… — Глаза завязать?

— Да, давай.

Надевают бандану «Самооборона Майдана», пересаживают в первую машину-внедорожник. Залезает туда с нами еще и замполит! И тот, что возле меня сидел. Едем еще минут двадцать. Преимущественно вверх. Дорога асфальтированная заканчивается, начинаются терриконовые полевые горы-ямы. Останавливаемся.

— Дальше я не поеду, там окопы.

— Ну, ждем здесь, они придут.

— Хлопцы, а окопы наши или ваши? :))

— И наши там есть, и ваши…

Интересно же, куда привезли. Отсчет времени веду по ощущениям, приблизительно.

— О! Они! Выходим!

Меня выводят в наручниках с мешком на голове, отводят в сторону, ставят боком к машине. Слышу: «Здорова, мужики!» А вот и москали! Акцент явно из России… Светотени хорошо играют на солнце, потому неплохо вижу все. Даже различаю пятна на камуфляже. Кепки, балаклавы, оружие.

 Россиян двое. «Вещи ее передай!» — говорит один из автоматчиков, которые меня держат. Россияне подходят, берут меня под руки… Ковыляем по каким-то колдобинам, спотыкаюсь, справа поддерживает… Сажают в военный УАЗик.

Выехали на гравийный плацдарм. Слышу, как под колесами шуршит, знакомые звуки. Дальше, впереди, шумит трасса, машины ездят достаточно часто, но трассу лесополоса перекрывает. Выводят из машины, пересаживают в другую. По типу грузовой ГАЗели черного цвета, номера есть, белым светятся, но цифры рассмотреть не могу. Заводят через задние двери. Открыты обе стулки. Интересно, много они людей выкрали из Украины этой машиной?… Стало совсем темно. Но моим похитителям почему-то показалось, что я дохрена вижу. Перечирикиваются, перемигиваются. Тот, кто рядом, достает скотч. Заклеивает мне глаза поверх повязки, вокруг головы. Ну, молодец! Додумались сейчас!

Пока мотал — двинулись. Пошатнулась, оперлась ему на колено рукой.
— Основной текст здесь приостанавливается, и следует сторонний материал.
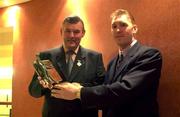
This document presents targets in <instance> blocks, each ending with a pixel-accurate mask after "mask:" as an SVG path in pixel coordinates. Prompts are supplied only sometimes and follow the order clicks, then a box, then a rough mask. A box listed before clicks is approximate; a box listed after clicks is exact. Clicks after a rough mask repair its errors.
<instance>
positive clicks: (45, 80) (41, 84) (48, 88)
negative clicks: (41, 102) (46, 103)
mask: <svg viewBox="0 0 180 117" xmlns="http://www.w3.org/2000/svg"><path fill="white" fill-rule="evenodd" d="M38 80H39V84H41V86H42V87H43V88H48V89H52V87H53V85H52V84H50V83H48V81H47V80H43V79H42V78H41V77H39V76H38Z"/></svg>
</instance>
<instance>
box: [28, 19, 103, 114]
mask: <svg viewBox="0 0 180 117" xmlns="http://www.w3.org/2000/svg"><path fill="white" fill-rule="evenodd" d="M84 34H85V29H84V23H83V21H82V20H81V19H80V18H79V17H78V16H69V17H67V18H65V20H64V22H63V24H62V29H61V36H62V38H63V39H64V42H63V45H62V46H61V47H58V48H53V49H50V50H47V51H44V52H40V54H39V57H40V59H41V60H44V59H48V60H50V61H51V62H52V64H53V66H54V67H55V69H56V71H57V72H58V73H59V75H60V76H59V80H60V79H62V81H63V82H65V81H67V82H78V83H80V84H81V85H82V86H84V87H86V86H88V87H91V86H95V85H98V84H102V83H103V81H104V75H105V68H104V65H103V60H102V54H100V53H98V52H95V51H92V50H89V49H85V48H83V47H82V46H80V45H79V44H80V41H81V38H82V37H83V36H84ZM70 57H71V58H70ZM68 59H69V60H68ZM70 59H71V65H70V66H69V65H68V64H69V63H70ZM70 67H71V68H70ZM69 68H70V70H69ZM56 79H57V78H56ZM56 89H57V90H59V89H58V88H56ZM51 90H52V87H50V84H49V83H48V82H47V81H46V80H43V79H42V78H41V77H39V76H38V75H37V73H35V74H34V76H33V79H32V81H31V83H30V85H29V93H30V95H31V96H33V97H36V98H39V97H42V96H45V101H44V106H43V115H42V116H43V117H97V116H98V110H97V109H95V108H92V109H83V108H82V107H81V103H80V100H79V99H75V100H73V101H68V100H63V99H58V98H54V97H51V94H50V93H51Z"/></svg>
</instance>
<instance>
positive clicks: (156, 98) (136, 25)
mask: <svg viewBox="0 0 180 117" xmlns="http://www.w3.org/2000/svg"><path fill="white" fill-rule="evenodd" d="M137 30H138V29H137V25H136V24H135V20H134V18H133V16H132V15H131V14H130V13H129V12H128V11H127V10H123V9H118V10H116V11H115V12H113V13H112V19H111V32H112V35H113V38H114V40H115V42H116V43H117V45H118V46H119V53H118V54H117V56H115V58H114V59H112V60H111V61H110V63H109V65H108V68H107V75H106V79H105V83H104V84H103V85H99V86H94V87H83V86H81V85H80V84H78V83H72V84H71V83H67V82H66V83H62V84H58V85H55V87H58V88H60V89H61V90H55V89H54V90H52V93H51V95H52V96H54V97H57V98H61V99H67V100H73V99H77V98H79V99H80V100H81V103H82V105H83V106H84V107H88V108H94V107H97V108H100V109H103V117H159V113H158V103H157V90H158V85H159V79H160V74H161V66H162V56H161V54H160V52H159V51H158V50H157V49H155V48H152V47H147V46H143V45H141V44H140V43H139V42H138V41H137V40H136V39H135V37H134V35H135V34H136V32H137Z"/></svg>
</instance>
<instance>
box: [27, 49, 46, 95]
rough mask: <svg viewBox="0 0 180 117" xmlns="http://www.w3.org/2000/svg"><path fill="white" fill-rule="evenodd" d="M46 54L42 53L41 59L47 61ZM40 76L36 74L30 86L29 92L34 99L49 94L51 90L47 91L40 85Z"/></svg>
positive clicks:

Таак… Ткань формы достаточно качественная, даже полушерстяная на ощупь, только у нас формы из такой ткани нет.

Ехали долго, часа три с половиной.

— Мне в туалет надо.

— Что?

— Ей в туалет.

Дальше без единого слова выводит один к лесополосе за заправку. То, что заправка, уже по освещению догадываюсь. Но либо какая-то закрытая или малопосещаемая… Ни наручники, ни повязку не снимает.

— Так сходишь?

— Ну, если ты отвернешься!

Чуть отвернулся. Хрен с тобой, у меня китель длинный. Приседаю… Слышу, притормозила еще какая-то машина, ведут переговоры. Ах ты ж твою, еще не конец? Одна стулка дверей открыта, но так, чтобы от дороги не видно было. Меня ставят за нее, начинают открывать наручники, ключ не подходит. Тихо чертыхаются, ковыряют минуты три. Не выдерживаю:

— Что, снять?

Быстро вырываю левую руку из наручников. Хлопцы прыскают смехом: «Вот это да!» Пробую стянуть правый. Не выходит. Уже сильно затянулся. «А вот так?» — спрашивает один и подливает мне на руку масла, да так щедро, что аж на берцы без шнурков течет…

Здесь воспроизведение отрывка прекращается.